What is the ownership structure of listed companies?

The ownership structure of a company refers to the rights and interests relationship among shareholders within the company and is an important part of the corporate governance structure. The ownership structure of listed companies is relatively complex, mainly in the following aspects:

Major shareholder: usually an institutional investor or a corporate legal person, with large shares and great influence on the company's decision.

Small and medium shareholders: individual investors or small institutional investors, with relatively small shareholding ratio, have limited influence on the company's decision-making.

Controlling shareholder: some specific shareholders can control the decision-making and operation of the company by holding a large proportion of shares.

According to the actual situation, the ownership structure of listed companies can be divided into decentralized and centralized:

1, scattered: multiple shareholders hold relatively equal shares, and there is no obvious controlling shareholder. This ownership structure is likely to lead to inefficient decision-making.

2. Centralized: A few large shareholders hold a large proportion of shares, which can control the company's decision-making and operation, which is conducive to the company's rapid decision-making and development.

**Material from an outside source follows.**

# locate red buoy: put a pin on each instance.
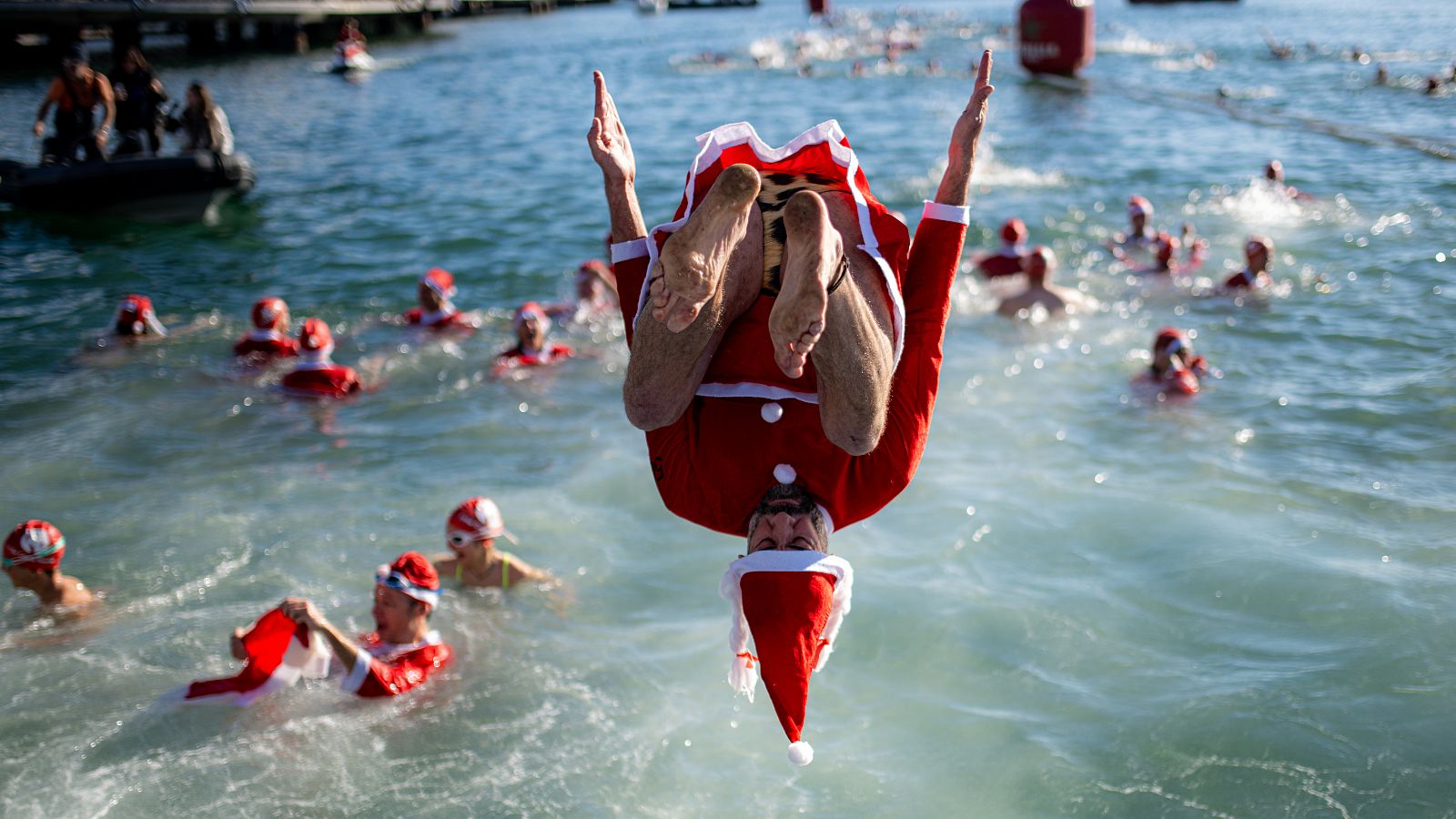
(1056, 35)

Listed companies need to strictly abide by relevant laws and regulations and articles of association, and standardize equity management. Mainly includes the following aspects:

Equity registration: register and manage shareholders to ensure the legitimacy and security of shareholders' rights and interests.

Equity transfer: formulate rules and procedures for equity transfer to ensure equity transfer is fair, just and legal.

Equity pledge: Manage equity pledge and guard against market risk and credit risk.

Handling of equity disputes: formulate rules and procedures for handling equity disputes to ensure the legitimacy and security of shareholders' rights and interests.